The system also have to select between: MCAS, Speed/MACH Trim, Two set of trim switches, Two set of yoke cutout switches, end stops, different speeds with flaps up/down etc.

Originally Posted by bill fly
I don't like the trim solution at all but if you go that route, a couple of relays and a timer would do.
No…
If you need a system where a runaway are “extremely improbable” then you need to look at failure modes at each component.
You need to look at each contact set and analyze what happens when it fails open or short.
You also need to look at wires running parallel to each other, where a double insulation fault could supply 28V to a wire after the two cut-out switches.
If you have redundancy, e.g. two relays in series, then you need diagnostic coverage to ensure the first fault is detected before the second fault occur.

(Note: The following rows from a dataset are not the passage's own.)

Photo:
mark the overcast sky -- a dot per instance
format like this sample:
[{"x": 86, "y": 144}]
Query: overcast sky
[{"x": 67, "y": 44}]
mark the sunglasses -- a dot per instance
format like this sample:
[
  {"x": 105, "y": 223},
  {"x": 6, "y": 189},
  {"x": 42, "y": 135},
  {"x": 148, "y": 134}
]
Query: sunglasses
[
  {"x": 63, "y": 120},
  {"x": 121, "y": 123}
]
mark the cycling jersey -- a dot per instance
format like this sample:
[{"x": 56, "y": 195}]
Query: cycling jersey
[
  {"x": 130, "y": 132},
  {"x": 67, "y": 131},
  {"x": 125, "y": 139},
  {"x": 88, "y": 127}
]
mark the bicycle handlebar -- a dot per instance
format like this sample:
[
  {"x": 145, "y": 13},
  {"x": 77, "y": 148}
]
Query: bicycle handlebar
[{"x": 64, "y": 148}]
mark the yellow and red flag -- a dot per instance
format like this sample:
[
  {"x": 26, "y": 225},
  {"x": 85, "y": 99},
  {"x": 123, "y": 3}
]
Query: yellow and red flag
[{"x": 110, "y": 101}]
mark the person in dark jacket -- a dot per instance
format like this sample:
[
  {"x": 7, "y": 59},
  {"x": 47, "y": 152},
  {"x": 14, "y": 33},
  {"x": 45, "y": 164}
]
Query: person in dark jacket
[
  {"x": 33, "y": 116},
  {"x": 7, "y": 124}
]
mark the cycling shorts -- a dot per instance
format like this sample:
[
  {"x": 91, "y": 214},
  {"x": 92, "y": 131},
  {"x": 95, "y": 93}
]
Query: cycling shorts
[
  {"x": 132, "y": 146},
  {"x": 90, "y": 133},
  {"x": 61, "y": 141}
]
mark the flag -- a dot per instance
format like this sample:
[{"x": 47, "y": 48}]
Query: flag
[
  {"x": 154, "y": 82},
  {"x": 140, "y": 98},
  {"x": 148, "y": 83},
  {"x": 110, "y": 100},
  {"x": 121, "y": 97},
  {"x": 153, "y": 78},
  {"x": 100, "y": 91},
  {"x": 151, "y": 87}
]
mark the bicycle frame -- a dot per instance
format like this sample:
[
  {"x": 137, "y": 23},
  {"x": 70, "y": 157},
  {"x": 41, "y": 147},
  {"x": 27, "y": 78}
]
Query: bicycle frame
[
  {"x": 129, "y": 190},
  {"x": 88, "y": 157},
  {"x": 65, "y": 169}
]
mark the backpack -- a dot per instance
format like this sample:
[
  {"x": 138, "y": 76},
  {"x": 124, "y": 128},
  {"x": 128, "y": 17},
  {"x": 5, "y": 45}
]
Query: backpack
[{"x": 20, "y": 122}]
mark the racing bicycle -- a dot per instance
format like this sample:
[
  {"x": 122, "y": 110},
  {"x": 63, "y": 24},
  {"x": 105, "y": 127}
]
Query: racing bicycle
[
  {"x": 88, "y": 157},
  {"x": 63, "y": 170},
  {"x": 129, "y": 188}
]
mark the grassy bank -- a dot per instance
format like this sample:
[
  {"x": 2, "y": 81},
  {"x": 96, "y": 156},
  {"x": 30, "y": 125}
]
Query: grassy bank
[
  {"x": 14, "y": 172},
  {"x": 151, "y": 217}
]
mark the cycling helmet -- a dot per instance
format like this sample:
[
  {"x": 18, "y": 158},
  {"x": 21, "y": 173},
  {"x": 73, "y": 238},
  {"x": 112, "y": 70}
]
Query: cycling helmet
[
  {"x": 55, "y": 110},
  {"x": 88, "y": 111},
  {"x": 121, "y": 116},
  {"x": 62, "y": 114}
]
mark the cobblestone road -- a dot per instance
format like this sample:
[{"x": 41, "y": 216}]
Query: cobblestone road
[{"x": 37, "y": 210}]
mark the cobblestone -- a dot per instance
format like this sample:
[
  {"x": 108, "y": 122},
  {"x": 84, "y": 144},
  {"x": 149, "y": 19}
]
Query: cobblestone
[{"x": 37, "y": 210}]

If you have an analogue RC timer (like a 555) then you need to detect a capacitor changing value (E.g. electrolyte dryout). In my field of engineering the reliability have increased when mechanical safety relays, was replaced with SIL3 software.

Originally Posted by bill fly
IGoing through the computer and writing software to it only complicates the procedure - as we see...
Designing safety related software, with full certification evidence is hard work.
The root-course of this ordeal is that the computers was designed to a lower reliability specification, on the condition a full trim runaway was manageable by the pilots. I.e. a runaway once in a while was not not an issue.
The reliability have to be increased many orders of magnitude when the responsibility for preventing a runaway is moved from the pilots, to the flight control system.